Beim Einkauf im Internet lauert stets die Gefahr, Betrügern aufzusitzen. Das EU-Parlament will dem stärker Einhalt gebieten. Neue Regeln geben den Mitgliedsländern mehr Befugnisse, Verbraucher zu warnen.
Flaggen vor dem EU-Parlament Strassburg

Flaggen vor dem EU-Parlament Strassburg

Foto: VINCENT KESSLER/ REUTERS

Verbraucher sollen in der EU künftig besser vor Betrug beim Einkauf im Internet geschützt werden. Dafür bekommen die nationalen Behörden bessere Möglichkeiten, um Verstöße gegen Verbraucherschutzgesetze aufzudecken. Das EU-Parlament stimmte mit breiter Mehrheit in Straßburg für entsprechende Regeln. Die Mitgliedstaaten müssen nun noch ihr Einverständnis geben, informell haben sie dies aber bereits getan.

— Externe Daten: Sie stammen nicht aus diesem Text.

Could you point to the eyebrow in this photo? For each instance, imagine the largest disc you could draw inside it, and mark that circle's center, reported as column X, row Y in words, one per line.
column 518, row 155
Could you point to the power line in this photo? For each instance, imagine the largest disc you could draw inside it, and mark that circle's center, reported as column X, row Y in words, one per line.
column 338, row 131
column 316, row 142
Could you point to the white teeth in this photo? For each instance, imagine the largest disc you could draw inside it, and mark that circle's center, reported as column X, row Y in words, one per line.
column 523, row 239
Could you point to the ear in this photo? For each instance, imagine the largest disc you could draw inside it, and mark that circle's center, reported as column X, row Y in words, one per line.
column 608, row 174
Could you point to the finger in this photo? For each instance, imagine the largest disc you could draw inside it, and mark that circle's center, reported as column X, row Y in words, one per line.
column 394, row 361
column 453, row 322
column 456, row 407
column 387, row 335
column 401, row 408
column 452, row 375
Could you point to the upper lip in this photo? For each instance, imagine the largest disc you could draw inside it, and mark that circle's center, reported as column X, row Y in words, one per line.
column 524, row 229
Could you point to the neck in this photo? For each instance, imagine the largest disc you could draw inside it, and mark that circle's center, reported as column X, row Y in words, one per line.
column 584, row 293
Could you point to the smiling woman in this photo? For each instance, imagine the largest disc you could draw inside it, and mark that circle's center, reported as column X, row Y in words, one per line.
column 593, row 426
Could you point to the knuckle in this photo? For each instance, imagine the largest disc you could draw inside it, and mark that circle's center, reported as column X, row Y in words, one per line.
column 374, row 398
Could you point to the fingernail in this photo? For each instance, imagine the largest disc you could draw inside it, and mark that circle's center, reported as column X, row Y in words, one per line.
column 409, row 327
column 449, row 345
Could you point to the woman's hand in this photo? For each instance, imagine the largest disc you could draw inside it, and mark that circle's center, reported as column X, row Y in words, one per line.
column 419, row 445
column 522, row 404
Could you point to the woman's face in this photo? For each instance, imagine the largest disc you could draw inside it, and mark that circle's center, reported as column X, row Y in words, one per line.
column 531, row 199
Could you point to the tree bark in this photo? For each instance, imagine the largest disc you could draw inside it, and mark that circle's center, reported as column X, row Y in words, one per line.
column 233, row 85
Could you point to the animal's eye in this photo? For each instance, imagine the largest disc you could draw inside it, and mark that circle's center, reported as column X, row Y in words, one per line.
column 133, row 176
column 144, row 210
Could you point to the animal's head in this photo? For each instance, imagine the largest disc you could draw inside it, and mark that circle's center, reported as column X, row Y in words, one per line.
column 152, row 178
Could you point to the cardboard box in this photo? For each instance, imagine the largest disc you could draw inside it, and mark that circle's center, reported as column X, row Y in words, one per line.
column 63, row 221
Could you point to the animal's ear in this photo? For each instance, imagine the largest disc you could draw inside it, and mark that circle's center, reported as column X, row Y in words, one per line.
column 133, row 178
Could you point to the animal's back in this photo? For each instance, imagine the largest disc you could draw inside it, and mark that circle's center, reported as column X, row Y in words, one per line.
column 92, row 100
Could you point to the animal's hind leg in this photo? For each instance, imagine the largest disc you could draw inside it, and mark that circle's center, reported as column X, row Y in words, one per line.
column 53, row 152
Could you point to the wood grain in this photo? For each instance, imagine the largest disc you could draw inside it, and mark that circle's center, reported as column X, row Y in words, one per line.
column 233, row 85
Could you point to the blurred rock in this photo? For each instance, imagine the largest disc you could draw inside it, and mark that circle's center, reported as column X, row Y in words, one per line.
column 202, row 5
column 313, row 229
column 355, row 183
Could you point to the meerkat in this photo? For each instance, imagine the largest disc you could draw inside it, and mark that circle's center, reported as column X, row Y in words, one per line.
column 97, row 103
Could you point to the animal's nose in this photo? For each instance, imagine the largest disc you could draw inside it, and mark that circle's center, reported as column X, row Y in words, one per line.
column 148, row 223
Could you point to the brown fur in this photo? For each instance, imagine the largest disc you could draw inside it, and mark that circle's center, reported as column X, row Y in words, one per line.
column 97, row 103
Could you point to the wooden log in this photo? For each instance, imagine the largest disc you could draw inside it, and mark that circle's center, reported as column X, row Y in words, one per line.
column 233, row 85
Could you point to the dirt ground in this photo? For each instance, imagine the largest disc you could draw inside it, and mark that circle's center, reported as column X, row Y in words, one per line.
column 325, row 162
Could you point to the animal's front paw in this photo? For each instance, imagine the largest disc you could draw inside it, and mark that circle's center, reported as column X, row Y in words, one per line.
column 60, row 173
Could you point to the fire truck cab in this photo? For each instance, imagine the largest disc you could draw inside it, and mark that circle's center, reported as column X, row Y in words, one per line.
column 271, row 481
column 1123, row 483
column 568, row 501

Nationale Verbraucherschutzbehörden erhalten damit mehr Befugnisse - etwa anonyme Testkäufe oder die Anzeige einer ausdrücklichen Warnung vor einer rechtswidrigen Praxis. Dies können hinter günstigen Lockangeboten versteckte, langfristige Abonnements sein oder Preise abhängig vom Heimatland des Verbrauchers.

Über ein Warnsystem sollen sich die EU-Länder künftig gegenseitig auf Firmen hinweisen, die im Verdacht stehen, Verbraucher zu täuschen oder zu betrügen. Die nationalen Behörden sollen sich untereinander auch bei Ermittlungen helfen, um zu klären, ob tatsächlich Verstöße vorliegen, ob sie weit verbreitet sind oder die gesamte EU betreffen.